Без пищи, без сна мы держались еще четыре дня, и под коней я до того отупел, что тут же, под сильнейшим огнем, засыпал в траншее, заваленный безобразно раздувшимися и посиневшими трупами. Некому было их закапывать, да и незачем — в небе носились стаи коршунов, и по ночам раздавался протяжный вой шакалов, от которого кровь стыла в жилах.

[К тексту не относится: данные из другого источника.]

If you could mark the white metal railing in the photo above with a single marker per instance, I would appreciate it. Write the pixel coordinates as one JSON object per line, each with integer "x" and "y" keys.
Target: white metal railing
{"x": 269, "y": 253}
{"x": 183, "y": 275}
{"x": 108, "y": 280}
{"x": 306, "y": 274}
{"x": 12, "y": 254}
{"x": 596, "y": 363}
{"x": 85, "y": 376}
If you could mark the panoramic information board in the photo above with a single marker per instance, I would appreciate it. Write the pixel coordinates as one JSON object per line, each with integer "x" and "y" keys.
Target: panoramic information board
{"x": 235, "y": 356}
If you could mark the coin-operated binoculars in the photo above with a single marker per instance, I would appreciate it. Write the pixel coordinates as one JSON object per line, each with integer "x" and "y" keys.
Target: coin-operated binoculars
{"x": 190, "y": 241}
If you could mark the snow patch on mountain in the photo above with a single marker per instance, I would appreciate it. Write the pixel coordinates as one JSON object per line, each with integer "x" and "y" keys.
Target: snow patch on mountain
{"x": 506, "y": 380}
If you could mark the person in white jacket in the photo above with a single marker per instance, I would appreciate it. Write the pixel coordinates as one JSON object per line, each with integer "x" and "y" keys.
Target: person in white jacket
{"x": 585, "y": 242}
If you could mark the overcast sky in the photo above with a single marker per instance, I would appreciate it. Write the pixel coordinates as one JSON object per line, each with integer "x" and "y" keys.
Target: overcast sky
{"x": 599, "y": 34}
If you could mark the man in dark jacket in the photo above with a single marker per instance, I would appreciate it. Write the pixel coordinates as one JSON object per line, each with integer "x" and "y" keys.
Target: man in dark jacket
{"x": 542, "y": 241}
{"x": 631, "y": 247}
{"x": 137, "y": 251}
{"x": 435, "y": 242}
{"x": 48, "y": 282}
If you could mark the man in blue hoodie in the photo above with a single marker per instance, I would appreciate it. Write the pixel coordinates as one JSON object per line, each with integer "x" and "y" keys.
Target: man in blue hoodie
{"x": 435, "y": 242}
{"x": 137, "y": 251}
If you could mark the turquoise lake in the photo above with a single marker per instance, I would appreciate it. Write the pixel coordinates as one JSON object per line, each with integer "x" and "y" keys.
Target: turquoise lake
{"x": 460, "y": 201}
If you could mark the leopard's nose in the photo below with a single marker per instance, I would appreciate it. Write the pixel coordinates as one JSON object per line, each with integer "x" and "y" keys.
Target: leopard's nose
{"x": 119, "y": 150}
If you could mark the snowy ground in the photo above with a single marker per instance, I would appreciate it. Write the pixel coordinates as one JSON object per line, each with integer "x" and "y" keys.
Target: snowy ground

Ограничивались тем, что в редкие моменты затишья выбрасывали трупы за бруствер.

Из 420 бюргеров, которых насчитал наш командант Ван-Вейк на Тугеле, осталось налицо не более 80-90; много легло на Pieters-Hill, но большинство, вероятно, разбрелось, считая дело потерянным. Исчезли и наши молодцы-венгерцы; они, как мне потом рассказывали, под благовидным предлогом рассорились с одним из фельдкорнетов, забрали фургон, мулов, трех кафров и отправились пожинать новые лавры в Фрейштат.

Тогда же погиб смертью героя наш общий любимей Павлуша Риперт — лиддитная бомба угодила в самую траншею и искалечила его до неузнаваемости; кровью и мозгами забрызгало рядом лежащих товарищей его. Не суждено ему было увидеть окончание войны и зажить фермером со своей возлюбленной, как мечтал он об этом, сидя, бывало, с нами в темные ночи за бивачным костром. [326]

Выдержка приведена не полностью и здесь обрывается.